Sen. Patty Murray, Washington Democrat and chair of the Committee on Health, Education, Labor and Pensions, told Health and Human Services Secretary Xavier Becerra that she is “concerned” about the state of the response and requested a briefing. She wants to know whether HHS is applying lessons it learned from the COVID-19 crisis after reports of confusion and trickle-down burdens that could hamstring other services for the LGBTQ community.

“Various reports indicate challenges at the local level, with some patients and providers stating they do not have the information and resources necessary to understand, test for, or respond to the disease, which is now presenting with uncharacteristic features,” Ms. Murray wrote to Mr. Becerra. “Since the disease spreads through close, intimate contact, some patients are seeking care at sexual health clinics, which are frequently under-resourced despite providing critical services to underserved communities, including the LGBTQ+ community.”

Her missive followed a similar letter from Rep. Carolyn Maloney, New York Democrat and chair of the House Oversight and Reform Committee. The district she represents has been hit hard by monkeypox.

“The federal government must take decisive action to mitigate the threat monkeypox poses to people across the United States. In my own district, I have seen how the spread has threatened the health of my constituents — particularly the LGBTQ+ community and people with less access to health care,” she told Mr. Becerra.
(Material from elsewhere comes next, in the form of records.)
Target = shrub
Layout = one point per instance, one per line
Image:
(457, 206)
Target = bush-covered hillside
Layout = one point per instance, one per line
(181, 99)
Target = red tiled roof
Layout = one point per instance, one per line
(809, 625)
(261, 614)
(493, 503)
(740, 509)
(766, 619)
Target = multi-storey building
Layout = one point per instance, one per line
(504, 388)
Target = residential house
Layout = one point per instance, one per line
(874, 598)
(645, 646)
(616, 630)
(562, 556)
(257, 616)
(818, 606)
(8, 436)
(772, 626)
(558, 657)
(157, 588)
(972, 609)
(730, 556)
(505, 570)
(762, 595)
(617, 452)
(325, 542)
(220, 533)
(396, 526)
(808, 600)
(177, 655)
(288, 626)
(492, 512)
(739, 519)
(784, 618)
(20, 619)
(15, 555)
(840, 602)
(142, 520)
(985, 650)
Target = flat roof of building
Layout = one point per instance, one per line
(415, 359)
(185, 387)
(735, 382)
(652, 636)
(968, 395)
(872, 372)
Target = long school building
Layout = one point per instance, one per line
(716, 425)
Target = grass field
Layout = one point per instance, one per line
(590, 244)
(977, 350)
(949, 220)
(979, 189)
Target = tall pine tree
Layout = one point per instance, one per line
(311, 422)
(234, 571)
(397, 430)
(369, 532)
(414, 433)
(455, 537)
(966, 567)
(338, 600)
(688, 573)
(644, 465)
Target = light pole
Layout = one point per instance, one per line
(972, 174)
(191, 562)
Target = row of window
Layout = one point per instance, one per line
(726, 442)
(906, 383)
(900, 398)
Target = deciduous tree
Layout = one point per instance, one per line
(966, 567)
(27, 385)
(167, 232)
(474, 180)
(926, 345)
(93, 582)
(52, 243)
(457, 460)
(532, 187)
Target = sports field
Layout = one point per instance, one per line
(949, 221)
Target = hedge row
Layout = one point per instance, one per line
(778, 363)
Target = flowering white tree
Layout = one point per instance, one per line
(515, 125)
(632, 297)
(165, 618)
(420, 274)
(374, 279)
Advocates said the administration needs to speed up the distribution of vaccines and testing while being mindful of what they say.

“This disease is not an STI, nor does not know your race, gender identity, or sexuality. When communicating, officials must do a better job of taking into account their potential for unintended harm and stigma,” said Cameron Bartosiewicz, president of the Youth Pride Association, a nonprofit that fosters acceptance of LGBTQ people in schools. “There needs to be significant improvements in communicating the way monkeypox is spread, as well as the risk posed to all Americans if there is not immediate and decisive action taken to curb the spread of this disease.”

• Mica Soellner and Matt Delaney contributed to this report.